Shingles is most common in adults between the ages of 60 and 80, in part because aging can affect the body's ability to fight off infections. Shingles is a reactivation of the varicella-zoster virus that causes chickenpox and remains in your nerve tissue.

The June issue of Mayo Clinic Women's HealthSource recommends you see your doctor immediately if you suspect shingles. The earliest warning signs and symptoms are a burning, tingling, or numbness in your skin and a red rash that follows a nerve pathway around one side of your face or body.

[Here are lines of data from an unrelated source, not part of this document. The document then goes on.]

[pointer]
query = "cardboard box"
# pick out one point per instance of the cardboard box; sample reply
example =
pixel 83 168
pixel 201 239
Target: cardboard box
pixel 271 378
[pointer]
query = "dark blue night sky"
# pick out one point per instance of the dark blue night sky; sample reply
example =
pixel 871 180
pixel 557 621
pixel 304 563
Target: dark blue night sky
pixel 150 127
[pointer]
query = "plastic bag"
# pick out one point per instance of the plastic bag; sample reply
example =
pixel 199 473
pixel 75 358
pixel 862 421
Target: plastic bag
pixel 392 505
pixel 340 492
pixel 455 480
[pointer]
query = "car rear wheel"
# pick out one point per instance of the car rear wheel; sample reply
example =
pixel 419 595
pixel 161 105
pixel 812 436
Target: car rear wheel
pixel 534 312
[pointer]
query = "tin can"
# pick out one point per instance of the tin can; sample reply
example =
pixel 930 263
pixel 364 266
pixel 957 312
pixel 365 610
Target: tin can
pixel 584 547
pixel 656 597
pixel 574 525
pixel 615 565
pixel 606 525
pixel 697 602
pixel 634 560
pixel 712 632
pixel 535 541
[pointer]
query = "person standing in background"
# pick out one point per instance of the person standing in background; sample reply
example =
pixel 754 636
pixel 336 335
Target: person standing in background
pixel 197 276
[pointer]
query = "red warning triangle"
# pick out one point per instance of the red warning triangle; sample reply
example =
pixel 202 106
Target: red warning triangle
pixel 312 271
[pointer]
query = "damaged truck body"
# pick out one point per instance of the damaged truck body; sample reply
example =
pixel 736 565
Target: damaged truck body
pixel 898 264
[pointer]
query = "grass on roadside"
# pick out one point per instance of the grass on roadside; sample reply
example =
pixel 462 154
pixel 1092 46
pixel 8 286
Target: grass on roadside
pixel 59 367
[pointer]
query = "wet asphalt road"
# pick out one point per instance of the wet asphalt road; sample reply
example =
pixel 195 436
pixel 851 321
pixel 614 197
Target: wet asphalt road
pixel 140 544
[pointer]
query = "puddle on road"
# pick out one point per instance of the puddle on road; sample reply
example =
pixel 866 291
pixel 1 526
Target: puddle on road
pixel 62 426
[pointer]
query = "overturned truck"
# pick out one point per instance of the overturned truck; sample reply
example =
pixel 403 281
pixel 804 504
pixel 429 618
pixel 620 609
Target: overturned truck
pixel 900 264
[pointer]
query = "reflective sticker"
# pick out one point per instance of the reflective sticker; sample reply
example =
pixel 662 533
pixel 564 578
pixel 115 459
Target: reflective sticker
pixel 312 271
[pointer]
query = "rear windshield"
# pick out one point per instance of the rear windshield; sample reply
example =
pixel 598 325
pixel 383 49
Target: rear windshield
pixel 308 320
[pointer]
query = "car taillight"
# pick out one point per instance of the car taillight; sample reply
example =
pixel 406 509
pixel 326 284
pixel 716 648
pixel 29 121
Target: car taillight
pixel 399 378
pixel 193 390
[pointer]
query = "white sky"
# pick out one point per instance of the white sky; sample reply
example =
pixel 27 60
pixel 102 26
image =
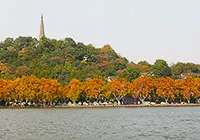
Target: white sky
pixel 136 29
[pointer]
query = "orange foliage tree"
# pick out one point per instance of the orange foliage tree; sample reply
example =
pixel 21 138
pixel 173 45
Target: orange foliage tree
pixel 50 90
pixel 165 88
pixel 189 88
pixel 143 87
pixel 26 89
pixel 93 88
pixel 118 88
pixel 73 90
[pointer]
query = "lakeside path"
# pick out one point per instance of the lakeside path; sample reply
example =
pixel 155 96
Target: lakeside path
pixel 101 106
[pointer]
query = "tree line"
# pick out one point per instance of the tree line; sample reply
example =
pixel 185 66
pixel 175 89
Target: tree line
pixel 33 90
pixel 66 59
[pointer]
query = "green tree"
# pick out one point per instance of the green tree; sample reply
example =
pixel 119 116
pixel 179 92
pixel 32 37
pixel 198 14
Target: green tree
pixel 161 69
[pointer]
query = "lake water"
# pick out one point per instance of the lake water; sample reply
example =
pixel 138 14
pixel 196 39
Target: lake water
pixel 178 123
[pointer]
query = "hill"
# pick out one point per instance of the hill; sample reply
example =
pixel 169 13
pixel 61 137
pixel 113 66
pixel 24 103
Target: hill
pixel 65 59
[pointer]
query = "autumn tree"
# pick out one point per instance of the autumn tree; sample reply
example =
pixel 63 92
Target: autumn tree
pixel 73 90
pixel 117 88
pixel 93 88
pixel 50 90
pixel 165 88
pixel 143 87
pixel 189 88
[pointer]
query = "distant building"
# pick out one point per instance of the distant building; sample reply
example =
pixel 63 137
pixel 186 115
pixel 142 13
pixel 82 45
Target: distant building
pixel 42 34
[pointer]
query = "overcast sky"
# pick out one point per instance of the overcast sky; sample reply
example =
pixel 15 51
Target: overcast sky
pixel 136 29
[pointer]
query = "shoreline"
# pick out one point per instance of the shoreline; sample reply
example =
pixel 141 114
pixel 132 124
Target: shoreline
pixel 100 106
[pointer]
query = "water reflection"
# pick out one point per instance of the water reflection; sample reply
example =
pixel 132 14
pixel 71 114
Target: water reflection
pixel 100 123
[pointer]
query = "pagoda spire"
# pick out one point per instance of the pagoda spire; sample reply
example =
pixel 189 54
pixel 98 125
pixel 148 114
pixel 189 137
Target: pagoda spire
pixel 41 28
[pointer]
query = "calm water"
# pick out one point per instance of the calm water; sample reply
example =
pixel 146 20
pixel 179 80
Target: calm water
pixel 181 123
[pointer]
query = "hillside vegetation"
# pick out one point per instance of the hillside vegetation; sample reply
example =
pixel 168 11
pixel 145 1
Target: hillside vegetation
pixel 67 59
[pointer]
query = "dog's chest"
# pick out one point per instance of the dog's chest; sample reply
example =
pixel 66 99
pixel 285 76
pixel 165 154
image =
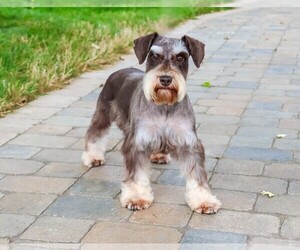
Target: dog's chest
pixel 158 131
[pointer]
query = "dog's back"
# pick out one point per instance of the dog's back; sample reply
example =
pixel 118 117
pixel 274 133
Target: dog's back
pixel 120 88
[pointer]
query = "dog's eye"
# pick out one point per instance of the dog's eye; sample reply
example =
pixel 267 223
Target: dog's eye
pixel 155 56
pixel 180 59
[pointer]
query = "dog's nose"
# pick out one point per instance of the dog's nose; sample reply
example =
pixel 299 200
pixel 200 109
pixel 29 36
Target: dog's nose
pixel 165 80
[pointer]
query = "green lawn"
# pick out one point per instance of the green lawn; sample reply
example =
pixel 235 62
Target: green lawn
pixel 41 49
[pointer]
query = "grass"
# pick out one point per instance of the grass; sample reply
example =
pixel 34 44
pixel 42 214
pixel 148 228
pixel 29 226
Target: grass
pixel 41 49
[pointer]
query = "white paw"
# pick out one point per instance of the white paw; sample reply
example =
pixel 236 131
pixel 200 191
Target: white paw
pixel 91 159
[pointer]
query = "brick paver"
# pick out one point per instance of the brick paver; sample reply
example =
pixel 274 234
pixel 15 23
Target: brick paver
pixel 252 61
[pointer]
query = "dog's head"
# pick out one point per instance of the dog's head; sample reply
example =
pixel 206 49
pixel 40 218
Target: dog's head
pixel 167 65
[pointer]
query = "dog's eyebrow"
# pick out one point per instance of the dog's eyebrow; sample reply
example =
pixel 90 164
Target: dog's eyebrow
pixel 156 49
pixel 179 47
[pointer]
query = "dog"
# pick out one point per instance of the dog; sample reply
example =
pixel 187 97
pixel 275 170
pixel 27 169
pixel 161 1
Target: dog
pixel 157 119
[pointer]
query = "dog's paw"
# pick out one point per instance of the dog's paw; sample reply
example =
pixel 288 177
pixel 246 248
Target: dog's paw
pixel 208 207
pixel 137 205
pixel 202 201
pixel 91 160
pixel 160 158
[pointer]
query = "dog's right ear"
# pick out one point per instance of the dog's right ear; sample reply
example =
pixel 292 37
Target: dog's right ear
pixel 142 46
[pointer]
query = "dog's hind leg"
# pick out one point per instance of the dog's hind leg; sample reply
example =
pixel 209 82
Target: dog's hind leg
pixel 160 158
pixel 96 136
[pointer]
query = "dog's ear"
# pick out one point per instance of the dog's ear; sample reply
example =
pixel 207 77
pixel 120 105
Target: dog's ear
pixel 195 48
pixel 142 46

Within a week, the rash turns into fluid-filled blisters. Even after the blisters dry up -- usually in one to two weeks -- pain can persist and be severe. In some cases, the blisters can become infected and cause skin scarring. Blisters near the eye can cause lasting damage or blindness. Other problems may include hearing loss or brief facial paralysis.

Although there is no cure, prompt treatment with antiviral medications can reduce the disease's severity and complications. These drugs also may reduce the painful aftereffects of shingles -- a condition known as post-herpetic neuralgia (PHN). PHN can cause sharp, throbbing or stabbing pain long after a shingles rash has healed. Other drugs that may be used for shingles or PHN include corticosteroids, antidepressants, anticonvulsants, and topical skin creams or patches containing a local anesthetic.